Failure to Timely Report Resident-on-Resident Abuse Allegations to State Authorities
Penalty
Summary
The facility failed to timely report allegations of abuse to the Iowa Department of Inspections & Appeals and Licensing (DIAL) within 2 hours for two residents. Resident #3, who had coronary artery disease, diabetes mellitus, muscle weakness, and a BIMS score of 12 indicating no cognitive impairment, reported that while she was in bed with her door partially closed, a male resident in a wheelchair entered her room, approached her bed, touched her leg, moved her bedside table, and placed his hand under her blanket attempting to touch her. She stated she pushed her call light, screamed twice, and that a neighboring resident also activated a call light. Staff documentation reflected that a caregiver informed the RN at the nurses’ station that Resident #2 had been in Resident #3’s room attempting to get into bed with her, prompting the RN to immediately go down the hall to check on the situation. Resident #50, who had diagnoses including need for assistance with personal care, lack of coordination, hypertension, and a BIMS score of 6 indicating severe cognitive impairment, was subsequently found by staff in bed with the same male resident. At approximately 3:22 p.m., the RN and caregivers located Resident #2 in bed with Resident #50, with Resident #50’s pants and brief halfway down and Resident #2’s hand in her pants on her buttocks, and his wheelchair parked in front of her bed with the door locked. Resident #50 was lying on her side, half asleep, and was unable to describe what had occurred.
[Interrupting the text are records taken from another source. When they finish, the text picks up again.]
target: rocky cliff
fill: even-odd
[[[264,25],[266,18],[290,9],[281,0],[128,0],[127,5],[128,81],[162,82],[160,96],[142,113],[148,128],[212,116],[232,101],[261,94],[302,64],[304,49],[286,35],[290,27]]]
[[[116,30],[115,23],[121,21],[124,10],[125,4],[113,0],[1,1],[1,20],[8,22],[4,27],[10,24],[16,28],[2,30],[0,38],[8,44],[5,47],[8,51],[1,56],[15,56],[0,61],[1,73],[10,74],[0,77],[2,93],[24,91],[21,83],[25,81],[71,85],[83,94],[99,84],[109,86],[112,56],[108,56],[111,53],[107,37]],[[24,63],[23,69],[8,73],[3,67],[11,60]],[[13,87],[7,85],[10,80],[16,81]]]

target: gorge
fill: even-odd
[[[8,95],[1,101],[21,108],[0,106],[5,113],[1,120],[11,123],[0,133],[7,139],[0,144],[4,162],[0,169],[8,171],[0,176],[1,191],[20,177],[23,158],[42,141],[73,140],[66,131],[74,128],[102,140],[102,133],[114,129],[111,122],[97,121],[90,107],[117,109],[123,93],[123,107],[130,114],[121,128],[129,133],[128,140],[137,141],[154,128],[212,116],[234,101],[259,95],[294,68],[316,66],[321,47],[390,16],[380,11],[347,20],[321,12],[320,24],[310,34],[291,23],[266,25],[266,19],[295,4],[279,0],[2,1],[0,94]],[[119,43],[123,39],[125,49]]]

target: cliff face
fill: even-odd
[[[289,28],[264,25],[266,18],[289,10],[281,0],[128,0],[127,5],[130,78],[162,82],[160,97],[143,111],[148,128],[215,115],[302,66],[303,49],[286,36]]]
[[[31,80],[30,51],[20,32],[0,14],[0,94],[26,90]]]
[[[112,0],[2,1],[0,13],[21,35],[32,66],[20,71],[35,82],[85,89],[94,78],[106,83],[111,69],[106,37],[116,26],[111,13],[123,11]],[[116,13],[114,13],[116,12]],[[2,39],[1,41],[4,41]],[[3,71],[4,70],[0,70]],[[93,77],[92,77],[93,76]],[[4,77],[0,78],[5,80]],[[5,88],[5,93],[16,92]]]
Facility policy required that all allegations of abuse, neglect, misappropriation, or exploitation be reported immediately to the Administrator and to appropriate state or federal agencies within applicable timeframes. Interviews with the Administrator and DON revealed that the Administrator did not learn of the incident until later that evening, at which time she reported it to the state, and the DON stated she had been called around 3:00 p.m. but was not informed about the touching or that a resident had been in bed with another resident, resulting in the allegation not being reported to DIAL within the required 2-hour timeframe.